PTGS2 is een isozym van PTGS dat is de sleutel enzym in de biosynthese van prostaglandine, en fungeert als een dioxygenase en als peroxidase [38]. De studie van Zhang et al. heeft aangetoond dat er een hypermethylering patroon van de promoter in samenhang met een lager PTGS2 transcriptie in de ontstoken weefsels bij chronische periodontitis [39]. Anderzijds, FosB is een lid van de Fos- genfamilie die leucine zipper eiwitten die dimeriseren met eiwitten van de familie juni [40] codeert. T-celreceptor (TCR) driven vroege genexpressie wordt geregeld door talrijke belangrijke transcriptiefactoren zoals FosB [41]. Bovendien Sreeramkumar et al. hadden gemeld dat PTGS2 was transcriptioneel opgereguleerd in T-cellen tijdens TCR /CD3 triggering en dat gedroeg als een vroege induceerbaar gen in het T cel activering [42]. Bovendien, Chen et al. had aangetoond dat co-stimulerende Signaalverdubbeling van CD28 en TCR nodig waren voor optimale expressie van receptor activator van nucleaire factor KB-ligand (RANKL) in periodontale weefsels [43]. In de huidige studie, de resultaten bleek dat PTGS2
betrokken was bij module 3 en kan worden gereguleerd door FosB in de regelgeving netwerk. Zo hebben we voorgesteld dat PTGS2
een cruciale rol in parodontitis progressie betrekken bij TCR signaleringsroute zou kunnen spelen via de interactie met FosB.
Conclusie
Kortom, deze studie verschillende genen geïdentificeerd (CTSS
, PLEK
, IRF-8
, PTGS2 Kopen en FosB), die betrokken zijn bij de ontwikkeling en progressie van parodontitis. CTSS
een essentiële rol in het botverlies geassocieerd met periodontitis door interactie met IRF8 kunnen spelen.
Trouwens, PLEK
kan bijdragen aan de parodontitis progressie via interactie met IRF-8
. Bovendien kan PTGS2
een cruciale rol in parodontitis progressie betrekken bij TCR signaleringsroute via interactie met FosB spelen.

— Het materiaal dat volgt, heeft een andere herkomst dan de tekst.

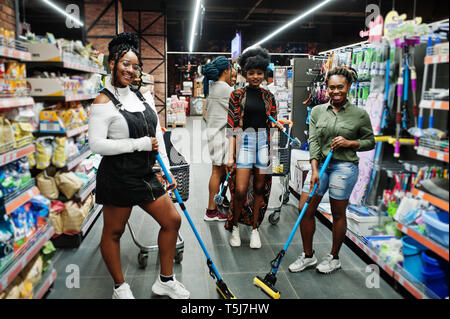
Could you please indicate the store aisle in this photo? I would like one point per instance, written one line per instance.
(238, 266)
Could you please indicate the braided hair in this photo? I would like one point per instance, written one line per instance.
(349, 73)
(254, 58)
(120, 45)
(212, 71)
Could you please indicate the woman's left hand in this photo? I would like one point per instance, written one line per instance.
(174, 184)
(278, 125)
(340, 141)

Onze studie kan de theoretische basis voor de toekomstige onderzoeken van parodontitis. Er zijn echter nog experimentele studies nog nodig om onze resultaten te bevestigen
Afkortingen
APC.
Antigeen presenterende cellen
BP:
Biologische processen , CTSS, cathepsine S, CC, Cellular component
degs:
differentieel tot expressie van genen, IRF4, Factor 4, FDR, valse ontdekking rate, GO, Gene Ontology
IL-6:
Interleukine-6
IL-8:
Interleukine-8, KEGG, Kyoto Encyclopedie van genen en genomen
KLF4:
Krüppel-achtige factor 4
MMP:
Matrix metalloproteïnase, MEIS1, Meis homeobox 1
MF:
Molecular functies
MAF:
musculoaponeurotic fibrosarcoom oncogen homoloog, PLEK, Pleckstrin
< DFN> PAMPs:
pathogeen geassocieerde moleculaire patronen
PPI:
eiwit-eiwit interacties
string:
Zoeken Tool voor het ophalen van Interactie Genes /Eiwitten)
Th17:
T-helpercellen 17
TLR:
Toll like receptoren, TF, Transcriptiefactoren
verklaringen
Verantwoording Inloggen Deze studie werd ondersteund door Minhang District jonge arts training plan.
Open Access Dit artikel is onder de voorwaarden van de Creative gedistribueerde Alle auteurs gelezen en goedgekeurd het definitieve manuscript.